Le ultime stime condotte dal Boston Consulting Group non sono proprio le più rassicuranti. Secondo il team di analisti, infatti, lo spreco alimentare globale aumenterà di più del 30% entro il 2030 se non verrà intrapresa alcuna azione correttiva. Si prevede pertanto che un totale di 2,1 miliardi di tonnellate di cibo verrà gettato via o, nell’ipotesi in cui si parli di merci deperibili, andrà perso. Una quantità colossale che, sempre secondo l’analisi condotta da BCG, equivale a circa 66 tonnellate al secondo.

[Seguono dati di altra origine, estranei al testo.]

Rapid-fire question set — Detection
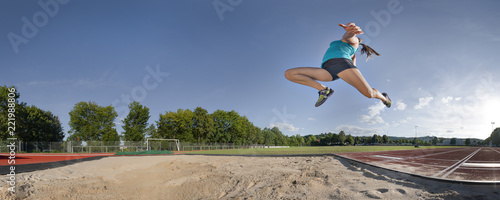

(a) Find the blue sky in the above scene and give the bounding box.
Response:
[0,0,500,139]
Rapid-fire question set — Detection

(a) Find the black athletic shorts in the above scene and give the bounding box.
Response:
[321,58,356,81]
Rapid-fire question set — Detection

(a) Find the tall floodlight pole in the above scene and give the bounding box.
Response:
[414,126,418,147]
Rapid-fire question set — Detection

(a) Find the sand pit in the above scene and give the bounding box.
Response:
[0,155,500,199]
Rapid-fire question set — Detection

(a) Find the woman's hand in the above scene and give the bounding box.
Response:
[339,23,363,35]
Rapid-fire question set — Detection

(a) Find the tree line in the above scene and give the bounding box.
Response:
[0,86,500,146]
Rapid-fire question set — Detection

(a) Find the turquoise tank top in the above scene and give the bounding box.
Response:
[321,40,359,65]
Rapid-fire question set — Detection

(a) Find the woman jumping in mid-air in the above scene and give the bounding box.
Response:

Di contro, secondo le stime riferite al presente, circa 1,6 miliardi di tonnellate di cibo vengono sprecate ogni anno, con un valore di 1,2 trilioni di dollari di cibo, e l’8% delle emissioni di gas serra. Eppure, se è vero che la consapevolezza della perdita di cibo è in aumento (così come i riflessi di questa piaga sulla società e sull’economia), purtroppo non sono altrettanto in aumento i tentativi globali e coordinati per poter affrontare questo problema.

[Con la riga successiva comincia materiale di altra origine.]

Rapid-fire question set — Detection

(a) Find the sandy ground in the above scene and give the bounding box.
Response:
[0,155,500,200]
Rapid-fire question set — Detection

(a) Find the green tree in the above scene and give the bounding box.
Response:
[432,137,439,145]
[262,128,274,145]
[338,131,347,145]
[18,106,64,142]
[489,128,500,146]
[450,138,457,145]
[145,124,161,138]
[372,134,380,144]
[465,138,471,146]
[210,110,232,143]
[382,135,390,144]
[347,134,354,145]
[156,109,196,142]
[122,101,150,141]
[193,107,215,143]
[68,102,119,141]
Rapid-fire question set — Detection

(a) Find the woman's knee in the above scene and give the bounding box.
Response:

Stando a quanto afferma Shalini Unnikrishnan, partner e amministratore delegato di BCG, i tentavi di contenere gli sprechi alimentari sono infatti frammentati, limitati e insufficienti. Ma come risolvere?
Una possibile soluzione suggerita da BCG è la creazione di un marchio di qualità ecologica, come quelli del prodotto da commercio equo e solidale. Un simile marchio permetterebbe ai consumatori di sapere quali aziende si sono impegnati a ridurre i rifiuti e facilitare l’acquisto responsabile.